CPI Media Group, via its leading technology news platform Tahawul Tech, hosted its first ever Evolve Digital Transformation Forum at Jumeirah Beach Hotel in Dubai.
The Forum focused on the top three priorities around the Middle East’s technology agenda: the government’s race to innovate, the transformation of online purchasing and the need for investment in regional technology.
Gathering 300 c-level executives and business and technology decision-makers, Evolve framed how the GCC now finds itself at a crossroads in its overall approach to technology.
Evolve kicked off with a one-on-one interview with founder, chairman and CEO of The Entertainer, Donna Benton, who discussed how the company she launched in 2001 has transitioned from being a paper-based book of two-for-one vouchers into a purely digital platform that is keeping customers across the world hooked with tailor-made offers.

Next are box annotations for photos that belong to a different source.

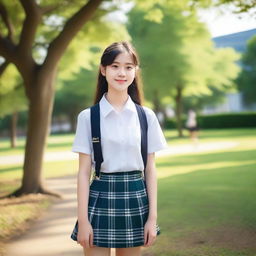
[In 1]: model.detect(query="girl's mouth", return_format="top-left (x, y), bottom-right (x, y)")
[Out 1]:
top-left (116, 80), bottom-right (126, 83)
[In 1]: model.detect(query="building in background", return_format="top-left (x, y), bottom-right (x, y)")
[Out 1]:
top-left (202, 29), bottom-right (256, 114)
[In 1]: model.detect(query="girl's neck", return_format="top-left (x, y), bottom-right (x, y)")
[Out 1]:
top-left (106, 90), bottom-right (128, 110)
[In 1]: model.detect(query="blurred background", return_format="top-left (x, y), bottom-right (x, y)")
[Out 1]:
top-left (0, 0), bottom-right (256, 256)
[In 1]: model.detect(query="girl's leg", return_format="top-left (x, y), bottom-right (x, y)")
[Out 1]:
top-left (116, 246), bottom-right (141, 256)
top-left (83, 246), bottom-right (111, 256)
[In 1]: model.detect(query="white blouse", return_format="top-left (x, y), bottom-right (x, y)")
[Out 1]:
top-left (72, 93), bottom-right (168, 172)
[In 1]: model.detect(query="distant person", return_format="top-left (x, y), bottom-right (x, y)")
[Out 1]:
top-left (186, 109), bottom-right (199, 143)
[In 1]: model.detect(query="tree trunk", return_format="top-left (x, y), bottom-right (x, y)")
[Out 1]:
top-left (10, 111), bottom-right (18, 148)
top-left (8, 71), bottom-right (60, 197)
top-left (175, 86), bottom-right (183, 137)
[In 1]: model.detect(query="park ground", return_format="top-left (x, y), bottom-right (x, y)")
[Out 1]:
top-left (0, 129), bottom-right (256, 256)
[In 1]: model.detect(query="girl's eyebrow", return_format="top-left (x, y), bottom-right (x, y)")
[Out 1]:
top-left (113, 61), bottom-right (134, 65)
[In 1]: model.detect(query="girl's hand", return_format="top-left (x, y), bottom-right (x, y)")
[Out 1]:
top-left (144, 219), bottom-right (156, 247)
top-left (77, 221), bottom-right (94, 248)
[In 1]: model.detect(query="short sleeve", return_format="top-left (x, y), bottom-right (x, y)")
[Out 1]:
top-left (145, 107), bottom-right (168, 154)
top-left (71, 110), bottom-right (92, 155)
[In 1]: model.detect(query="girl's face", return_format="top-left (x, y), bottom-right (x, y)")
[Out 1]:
top-left (101, 52), bottom-right (136, 91)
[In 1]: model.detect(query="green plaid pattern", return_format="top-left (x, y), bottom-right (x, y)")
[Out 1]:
top-left (71, 170), bottom-right (160, 248)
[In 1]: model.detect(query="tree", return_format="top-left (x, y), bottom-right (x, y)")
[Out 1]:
top-left (0, 0), bottom-right (110, 196)
top-left (237, 36), bottom-right (256, 105)
top-left (0, 65), bottom-right (28, 148)
top-left (128, 5), bottom-right (238, 136)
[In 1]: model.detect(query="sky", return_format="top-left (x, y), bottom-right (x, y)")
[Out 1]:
top-left (198, 6), bottom-right (256, 37)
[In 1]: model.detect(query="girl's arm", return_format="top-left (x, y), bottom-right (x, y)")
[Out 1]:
top-left (146, 152), bottom-right (157, 221)
top-left (77, 153), bottom-right (92, 224)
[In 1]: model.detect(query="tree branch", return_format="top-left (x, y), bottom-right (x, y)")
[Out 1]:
top-left (43, 0), bottom-right (102, 68)
top-left (18, 0), bottom-right (42, 57)
top-left (0, 2), bottom-right (14, 42)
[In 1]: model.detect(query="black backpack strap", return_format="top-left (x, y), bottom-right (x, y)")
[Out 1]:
top-left (90, 103), bottom-right (148, 177)
top-left (135, 103), bottom-right (148, 177)
top-left (90, 103), bottom-right (103, 177)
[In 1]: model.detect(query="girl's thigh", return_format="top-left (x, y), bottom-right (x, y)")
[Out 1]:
top-left (83, 246), bottom-right (111, 256)
top-left (116, 246), bottom-right (141, 256)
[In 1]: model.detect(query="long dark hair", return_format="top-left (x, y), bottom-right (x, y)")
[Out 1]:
top-left (94, 41), bottom-right (144, 105)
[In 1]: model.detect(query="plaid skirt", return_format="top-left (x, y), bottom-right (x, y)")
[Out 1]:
top-left (71, 170), bottom-right (160, 248)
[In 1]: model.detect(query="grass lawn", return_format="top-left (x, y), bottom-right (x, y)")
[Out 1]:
top-left (0, 129), bottom-right (256, 256)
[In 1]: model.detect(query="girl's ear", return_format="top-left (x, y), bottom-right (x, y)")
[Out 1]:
top-left (100, 65), bottom-right (106, 76)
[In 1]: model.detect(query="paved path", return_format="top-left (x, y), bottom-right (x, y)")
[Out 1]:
top-left (4, 142), bottom-right (239, 256)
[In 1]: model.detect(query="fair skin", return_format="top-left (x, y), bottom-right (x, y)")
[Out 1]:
top-left (77, 52), bottom-right (157, 256)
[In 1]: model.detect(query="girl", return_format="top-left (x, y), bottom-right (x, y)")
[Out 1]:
top-left (71, 41), bottom-right (167, 256)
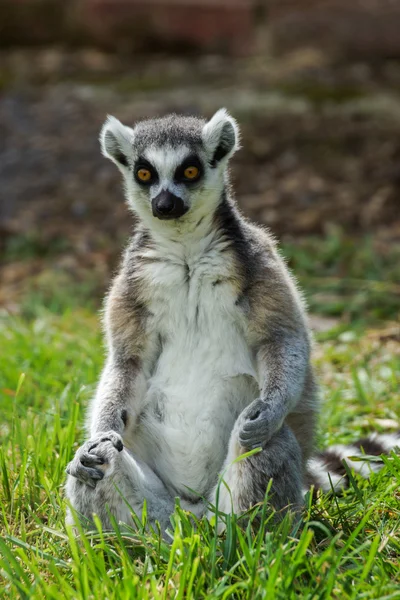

Benton discussed how The Entertainer has become an information-driven company that is committed to gaining a better understanding of its customers. “Data is absolutely critical to us,” she said. “We’re always looking at new ways that we can enhance our platform in order to benefit our customers across all the markets we serve.”
Benton was followed by MENA Catalysts CEO Sam Blatteis, who discussed the “changing rules of the game” in the Middle East and North Africa’s technology industry. “The Middle East has 170 million Internet users – more than the population of Russia,” Blatteis said. “The region’s e-commerce industry has reached the $20 billion mark, which is more than in India.”
He went on to say that the UAE is only at the beginning of its technological journey, and must look to enhance several key areas if it is to take the next crucial steps in its development as not only a regional technology hub, but also as a global one. “The main factors for success in a high-tech ecosystem are human capital, infrastructure, SMEs, R&D and the appropriate laws,” Blatteis added. “The UAE needs to focus on developing these key areas.”
Evolve then moved into its first panel discussion of the day – which explored the next steps the government needed to take in its race to innovate. Comprising Blatteis, Wajdi Ghoussoub, associate director, Middle East Venture Partners; Daniel Dos Reis, senior portfolio manager, Dubai Silicon Oasis Authority; Heba Bilal Al Shehhi, head of user support, Dubai Municipality and Bernd Ludwig, business technologist, Micro Focus EMEA. The discussion tackled the issues of how public sector organisations can enable a culture of innovation, and how they can successfully adopt new technologies without exposing themselves to unnecessary risk.
The next speaker of the day was Ulrich Pfeiffer, Micro Focus EMEA’s regional chief technologist, who discussed what he believed were the four crucial areas that organisations needed to home in on in order to successfully digitally transform. “Organisations need to focus on several areas,” he said. “Digital user experience and service assurance, agile enterprise service delivery on hybrid clouds, end-to-end application and data security and Big Data analytics and predictive ‘anything.’”
The day’s agenda then confronted arguably the hottest topic of Middle East technology in 2017 – e-commerce. Following Amazon’s acquisition of Souq.com and the successful launch of $1 billion platform Noon, the region has experienced increasing excitement around the rise of online purchasing, but work is still to be done. Bayt.com co-founder and CTO Akram Assaf; Yallacompare CFO Jonathan Rawling; MBME CEO Ali Kassab; Sellanyhome.com co-founder and CEO Omar Chihane and Telr.com co-founder and CEO Sirish Kumar combined on the day’s second panel discussion.
Chihane said, “The real differentiator in the coming years will be the ways that e-commerce platforms drive experience across physical and digital channels. Brick and mortar retail will not die out, but online platforms have the power to access a global audience, which represents a massive opportunity.”
The day rounded off with a third panel discussion, which focused on the region’s technology investment industry, and what needed to be done to encourage homegrown technology within the Middle East. The panel featured Steve Mayne, managing director, Creative Zone; Erkki Aaltonen, executive director, startAD; Fathi Al Sharaf, CTO, Geeks and Trukkin CEO Janardan Dalmia.
Aaltonen highlighted how regional investment was focusing on alternative industries, and that start-ups were often left short of funds as a result. “There’s a serious lack of funding for tech start-ups,” he said. “There’s only a handful of venture capital firms in the Middle East that invest in technology.”
CPI Media Group’s publishing director Natasha Pendleton said, “Dubai Internet City was established in 1999 to give a regional home to some of the world’s top technology companies. Eighteen years later, that focus has now shifted to how this incredibly exciting part of the world not only imports technology, but develops it organically within its own borders.
“The raw materials are undoubtedly there to build the Middle East into a global technology hub, and Tahawul Tech’s Evolve Digital Transformation Forum is the definitive platform for exploring just how the region can deliver this critical economic shift.”